Zachodzi jeszcze pytanie, czy mózg może badać ducha — jego własny wytwór.
Zdaniem optymistów mózg i duch nie są jednym blokiem. Są one utworzone z wielu poziomów
strukturalnych i najwyższy posiada instrumenty, które pozwalają na obserwację innych.
Przykładem jest język, który nadaje duchowi moc klasyfikowania poznania i obserwacji
według zasad logiki.
Osiągnięcia neurologiczne
Dzisiaj rejestruje się bezpośrednio aktywność neuronów (wyizolowanych
lub w grupach) i łączy się je z pewnymi stanami psychicznymi, jak spostrzeganie koloru
czerwonego lub zakrzywionych linii. Techniki wyobraźni układu nerwowego, w tym tomologii
przez emisję pozytonów lub rezonans magnetyczny, wykrywają, jak różne regiony układu nerwowego
jakiejś osoby uczestniczą w danym wysiłku myślowym, np. łączenia słowa z obiektem lub
rozpoznania twarzy. Zaczyna się nawet znać molekuły, które wewnątrz mikroskopijnego
obwodu neurologicznego uczestniczą w zadaniach myślowych, i identyfikować geny,
które produkują te molekuły.
Czterdzieści lat temu David Hubel i Towsten Wiesel dostarczyli
pewnych dowodów na sposób, w jaki obwody nerwowe reprezentują formę obiektu; wykazali,
że pewne formy kory mózgowej, np. widzenia podstawowego, reagują specyficznie i są
skierowane w polu widzenia według dokładnych kątów.

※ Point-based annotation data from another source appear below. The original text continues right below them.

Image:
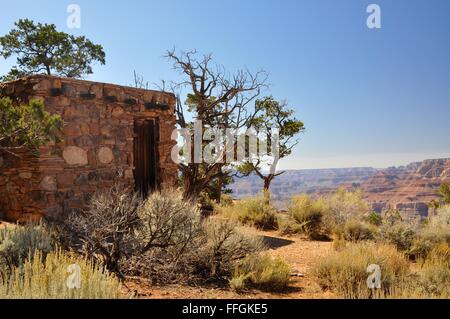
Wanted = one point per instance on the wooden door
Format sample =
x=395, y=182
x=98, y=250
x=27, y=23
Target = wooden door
x=145, y=156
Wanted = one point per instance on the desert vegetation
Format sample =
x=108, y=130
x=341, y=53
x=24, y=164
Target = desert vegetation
x=413, y=257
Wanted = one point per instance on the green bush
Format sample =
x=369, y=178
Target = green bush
x=433, y=278
x=288, y=225
x=345, y=271
x=19, y=242
x=308, y=214
x=262, y=272
x=399, y=234
x=344, y=206
x=375, y=219
x=226, y=200
x=256, y=212
x=47, y=278
x=433, y=234
x=223, y=246
x=357, y=231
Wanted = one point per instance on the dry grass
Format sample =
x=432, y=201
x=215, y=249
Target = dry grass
x=261, y=272
x=46, y=278
x=345, y=271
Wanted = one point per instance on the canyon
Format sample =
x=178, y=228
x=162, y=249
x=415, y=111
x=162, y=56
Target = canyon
x=407, y=188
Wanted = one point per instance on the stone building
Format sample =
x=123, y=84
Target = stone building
x=112, y=134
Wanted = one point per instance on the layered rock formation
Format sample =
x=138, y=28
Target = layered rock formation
x=407, y=188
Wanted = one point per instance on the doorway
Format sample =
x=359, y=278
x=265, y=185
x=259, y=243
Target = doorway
x=146, y=135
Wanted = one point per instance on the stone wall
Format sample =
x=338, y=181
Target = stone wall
x=96, y=150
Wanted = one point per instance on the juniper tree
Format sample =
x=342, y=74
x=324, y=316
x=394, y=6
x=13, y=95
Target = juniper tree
x=40, y=48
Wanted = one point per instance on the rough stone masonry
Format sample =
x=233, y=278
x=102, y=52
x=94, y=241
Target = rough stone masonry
x=96, y=150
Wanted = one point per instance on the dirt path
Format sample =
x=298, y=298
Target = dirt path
x=300, y=253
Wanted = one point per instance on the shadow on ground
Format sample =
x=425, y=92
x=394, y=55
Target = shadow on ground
x=275, y=242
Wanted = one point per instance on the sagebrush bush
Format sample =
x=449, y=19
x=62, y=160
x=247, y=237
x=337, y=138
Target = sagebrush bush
x=19, y=242
x=345, y=271
x=434, y=233
x=308, y=214
x=226, y=200
x=169, y=229
x=105, y=231
x=288, y=225
x=401, y=235
x=357, y=231
x=168, y=221
x=344, y=206
x=46, y=277
x=222, y=247
x=262, y=272
x=253, y=211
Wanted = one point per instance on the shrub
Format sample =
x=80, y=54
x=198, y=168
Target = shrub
x=401, y=235
x=19, y=242
x=105, y=230
x=223, y=246
x=357, y=231
x=169, y=228
x=226, y=200
x=345, y=271
x=308, y=214
x=288, y=225
x=261, y=272
x=344, y=206
x=375, y=219
x=49, y=279
x=256, y=212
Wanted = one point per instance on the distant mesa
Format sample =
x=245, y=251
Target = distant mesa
x=408, y=188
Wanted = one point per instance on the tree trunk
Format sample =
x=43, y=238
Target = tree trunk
x=267, y=180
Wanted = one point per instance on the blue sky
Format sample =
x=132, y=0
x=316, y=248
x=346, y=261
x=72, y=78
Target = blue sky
x=368, y=97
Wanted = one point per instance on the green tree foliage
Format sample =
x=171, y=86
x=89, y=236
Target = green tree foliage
x=26, y=126
x=40, y=48
x=271, y=114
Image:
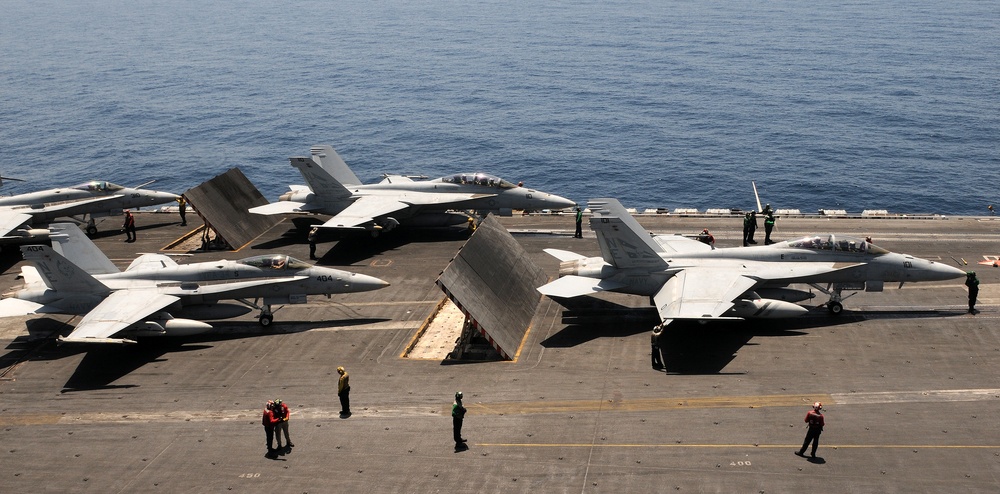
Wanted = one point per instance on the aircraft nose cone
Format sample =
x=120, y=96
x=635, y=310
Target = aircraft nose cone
x=946, y=272
x=161, y=197
x=559, y=202
x=364, y=283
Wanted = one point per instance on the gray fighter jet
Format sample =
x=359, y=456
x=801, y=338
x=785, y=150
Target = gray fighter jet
x=687, y=279
x=75, y=277
x=334, y=190
x=84, y=202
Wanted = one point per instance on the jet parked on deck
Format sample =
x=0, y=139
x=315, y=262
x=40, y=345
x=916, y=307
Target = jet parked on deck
x=84, y=202
x=687, y=279
x=75, y=277
x=335, y=190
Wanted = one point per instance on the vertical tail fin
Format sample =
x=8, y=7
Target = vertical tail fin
x=327, y=190
x=59, y=273
x=70, y=242
x=624, y=242
x=330, y=161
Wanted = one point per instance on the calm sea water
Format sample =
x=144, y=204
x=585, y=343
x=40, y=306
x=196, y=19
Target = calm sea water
x=842, y=104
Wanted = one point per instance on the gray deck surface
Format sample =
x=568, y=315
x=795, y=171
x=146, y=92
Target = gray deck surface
x=909, y=380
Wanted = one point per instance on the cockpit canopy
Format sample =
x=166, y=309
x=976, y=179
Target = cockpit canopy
x=275, y=261
x=98, y=186
x=483, y=179
x=837, y=243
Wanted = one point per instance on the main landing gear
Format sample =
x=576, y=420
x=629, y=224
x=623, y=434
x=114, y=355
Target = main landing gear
x=266, y=316
x=836, y=303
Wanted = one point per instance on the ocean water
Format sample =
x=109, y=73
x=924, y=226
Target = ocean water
x=843, y=104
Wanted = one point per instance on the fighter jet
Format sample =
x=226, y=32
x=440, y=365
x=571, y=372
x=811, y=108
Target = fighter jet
x=334, y=190
x=87, y=201
x=75, y=277
x=687, y=279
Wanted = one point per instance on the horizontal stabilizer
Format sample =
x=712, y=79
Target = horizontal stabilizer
x=575, y=286
x=10, y=220
x=564, y=255
x=14, y=307
x=100, y=341
x=280, y=207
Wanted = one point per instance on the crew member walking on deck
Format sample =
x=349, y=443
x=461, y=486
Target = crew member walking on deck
x=746, y=229
x=753, y=227
x=182, y=209
x=457, y=416
x=268, y=421
x=768, y=226
x=973, y=283
x=282, y=414
x=579, y=223
x=706, y=238
x=344, y=392
x=654, y=349
x=815, y=420
x=129, y=226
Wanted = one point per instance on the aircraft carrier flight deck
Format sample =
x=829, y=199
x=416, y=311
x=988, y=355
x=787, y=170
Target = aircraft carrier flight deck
x=910, y=382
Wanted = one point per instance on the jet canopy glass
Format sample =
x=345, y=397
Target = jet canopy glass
x=837, y=243
x=277, y=261
x=484, y=179
x=98, y=186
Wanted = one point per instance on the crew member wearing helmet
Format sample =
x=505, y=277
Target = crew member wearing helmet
x=344, y=392
x=768, y=226
x=129, y=227
x=282, y=414
x=457, y=416
x=706, y=238
x=815, y=420
x=268, y=421
x=973, y=283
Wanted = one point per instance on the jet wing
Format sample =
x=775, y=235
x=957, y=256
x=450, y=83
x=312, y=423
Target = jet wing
x=282, y=207
x=10, y=220
x=700, y=293
x=440, y=198
x=217, y=289
x=118, y=311
x=55, y=208
x=150, y=262
x=681, y=244
x=575, y=286
x=364, y=210
x=564, y=255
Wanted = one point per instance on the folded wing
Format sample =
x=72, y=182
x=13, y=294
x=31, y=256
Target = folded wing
x=116, y=313
x=700, y=293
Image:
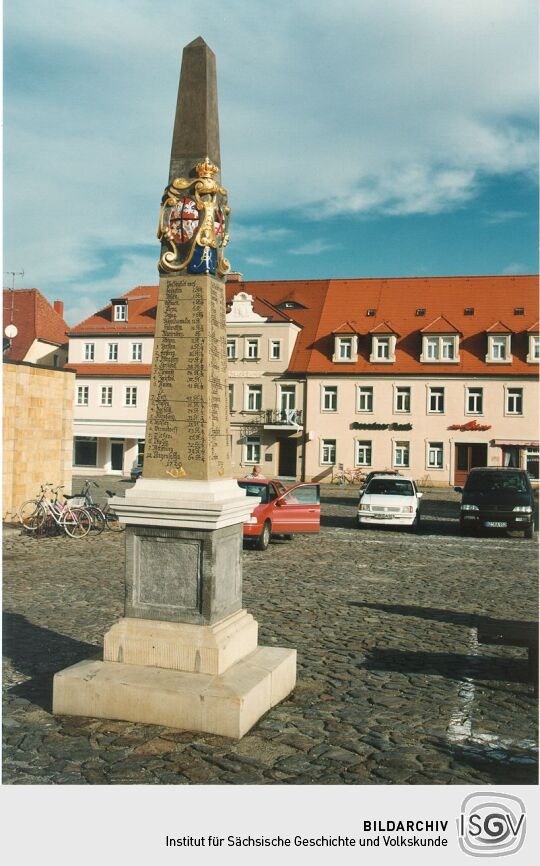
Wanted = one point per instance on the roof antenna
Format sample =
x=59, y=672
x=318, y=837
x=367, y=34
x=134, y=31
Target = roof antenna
x=14, y=274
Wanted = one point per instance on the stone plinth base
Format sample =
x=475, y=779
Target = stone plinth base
x=185, y=647
x=228, y=704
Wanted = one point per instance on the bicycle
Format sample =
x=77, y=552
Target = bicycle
x=36, y=515
x=103, y=515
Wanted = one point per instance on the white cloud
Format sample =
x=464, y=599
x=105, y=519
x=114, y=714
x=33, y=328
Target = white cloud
x=359, y=106
x=311, y=248
x=257, y=260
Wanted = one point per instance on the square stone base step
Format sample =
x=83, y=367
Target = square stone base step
x=228, y=704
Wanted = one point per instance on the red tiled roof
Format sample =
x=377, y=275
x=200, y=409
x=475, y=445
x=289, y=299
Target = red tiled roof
x=346, y=328
x=142, y=302
x=440, y=325
x=383, y=328
x=119, y=370
x=34, y=318
x=325, y=302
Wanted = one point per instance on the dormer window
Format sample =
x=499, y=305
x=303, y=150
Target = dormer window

Następnie Huble i jego koleżanka
Margaret Himingstone wykazali, że inne neurony kory widzenia podstawowego
reagują selektywnie na kolory, ale nie na formy.
W college uniwersyteckim w Londynie Semir Zeki wykazał, że pewne regiony
mózgu, które otrzymują informacje sensoryczne po przejściu przez korę wizualną podstawową,
są wyspecjalizowane w traktowaniu kolorów lub ruchów.
Te rezultaty wyjaśniły obserwacje dokonane na osobach mających anomalia
neurologiczne: zniszczenia poszczególnych regionów kory wizualnej zaburzały
spostrzegania kolorów bez zaburzania spostrzegania form czy ruchu. Na podstawie
zbioru danych można przypuszczać, że istnieje ścisła zależność między
strukturą obiektu widzianego przez oko i aktywnością neuronalną zgromadzoną w korze wizualnej organizmu, który widzi obiekt.
Procesy myślowe
Inni dokonali postępu w zrozumienia mechanizmów nauczania i pamięci.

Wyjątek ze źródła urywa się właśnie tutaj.